Ursachen und Kontext: das Wahlergebnis in Sachsen-Anhalt

Der zentrale Auslöser der Aktionen war das Wahlergebnis in Sachsen-Anhalt: Die AfD erhielt dort fast 44 % der Stimmen und lag damit deutlich vor der Christlich-Demokratischen Union, die bei Unterstützung von Kanzler Friedrich Merz rund 17 % holte. Dieser Abstand war eines der höchsten Ergebnisse der Partei in jüngerer Zeit und verstärkte nach Einschätzung von Beobachtern die Sorgen in der Gesellschaft über ihren Einfluss auf die Bundes- und Landespolitik. Vor diesem Hintergrund beschlossen zivile Kampagnen, die Proteste in mehreren Städten gleichzeitig zu koordinieren, um die Breite der gesellschaftlichen Ablehnung des rechtsextremen Kurses zu zeigen.

Stimmen der Organisatoren und Zusammensetzung der Teilnehmer

Campact-Leiter Christoph Bautz erklärte, dass Vertreter eines breiten Spektrums der Zivilgesellschaft auf die Straße gegangen seien; das Ziel der Proteste sei es, den Machtantritt dessen zu verhindern, was er als „Feinde der Verfassung“ bezeichnete. Die Organisatoren betonen, dass die Aktionen friedlich sind und auf den Schutz demokratischer Institutionen abzielen. Auf den Bildern von den Protestorten sind dichte Menschenmengen, erhobene Hände, Plakate und Flaggen zu sehen, was auf eine hohe Mobilisierung der Teilnehmer in verschiedenen Städten gleichzeitig hindeutet.

Gegendemonstrationen von AfD-Anhängern in Berlin

In Berlin fanden parallel auch separate Aktionen von AfD-Anhängern statt. An der Gegendemonstration nahm unter anderem Christine Brinker teil – die Spitzenkandidatin der Partei für die anstehenden Wahlen zum Berliner Abgeordnetenhaus. Das Vorhandensein von Gegenmärschen unterstreicht die Polarisierung der öffentlichen Meinung: Während die einen ein Verbot der Partei fordern, demonstrieren andere öffentlich Unterstützung für ihre Kandidaten vor dem neuen Wahlzyklus.

Widersprüchliche Zahlen

Bei der Einschätzung des Umfangs der Aktionen gibt es Abweichungen. Die Organisatoren sprechen von etwa 150.000 Teilnehmern insgesamt in allen Städten, während in einer Reihe von redaktionellen Formulierungen das Ereignis zurückhaltender als die Teilnahme „Zehntausender“ Menschen beschrieben wird. Die Zahl von 150.000 stammt von den Organisatoren selbst und wurde nicht durch eine unabhängige Zählung bestätigt; sie sollte daher als obere Schätzung verstanden werden. Die Tatsache der Durchführung großer Proteste in mehreren Städten wird von keiner der Seiten bestritten.
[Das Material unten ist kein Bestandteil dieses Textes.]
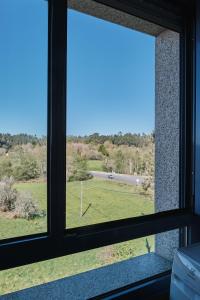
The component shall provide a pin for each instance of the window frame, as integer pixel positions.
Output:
(59, 241)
Wahlen am 20. September und Folgen für die Ukraine

Die nächsten zwei Landtagswahlen in Deutschland sind für den 20. September geplant, darunter auch in Berlin, und Umfragen prognostizieren der AfD auch bei diesen Wahlen ein starkes Ergebnis. Vor diesem Hintergrund wird in der öffentlichen Debatte betont, dass Deutschland eine Einschränkung des Zugangs von AfD-Mitgliedern zu Informationen über den Krieg erwägt und eine Weitergabe von Informationen nach Russland befürchtet. Zuvor hatte einer der Parteiführer zum Abbau der Sanktionen gegen den Kreml und zum Ende der Hilfe für die Ukraine aufgerufen, und die AfD lobte Viktor Orbán öffentlich dafür, dass er das Energiesystem Ungarns an die Lieferungen aus Moskau gekoppelt hat. Der ehemalige ukrainische Konsul in München, Kanzler der Ukrainischen Freien Universität, Dmytro Schewtschenko, wies darauf hin, dass ein Sieg der AfD den Charakter der Hilfe Berlins für die Ukraine und die Ukrainer beeinflussen könnte, wobei er zwischen militärischer Unterstützung und Hilfe für Flüchtlinge unterschied. Damit waren die Proteste am 13. September nicht nur ein innenpolitisches Ereignis, sondern auch ein Indikator dafür, wie die deutsche Gesellschaft die Risiken für ihre Außen- und Verteidigungspolitik bewertet.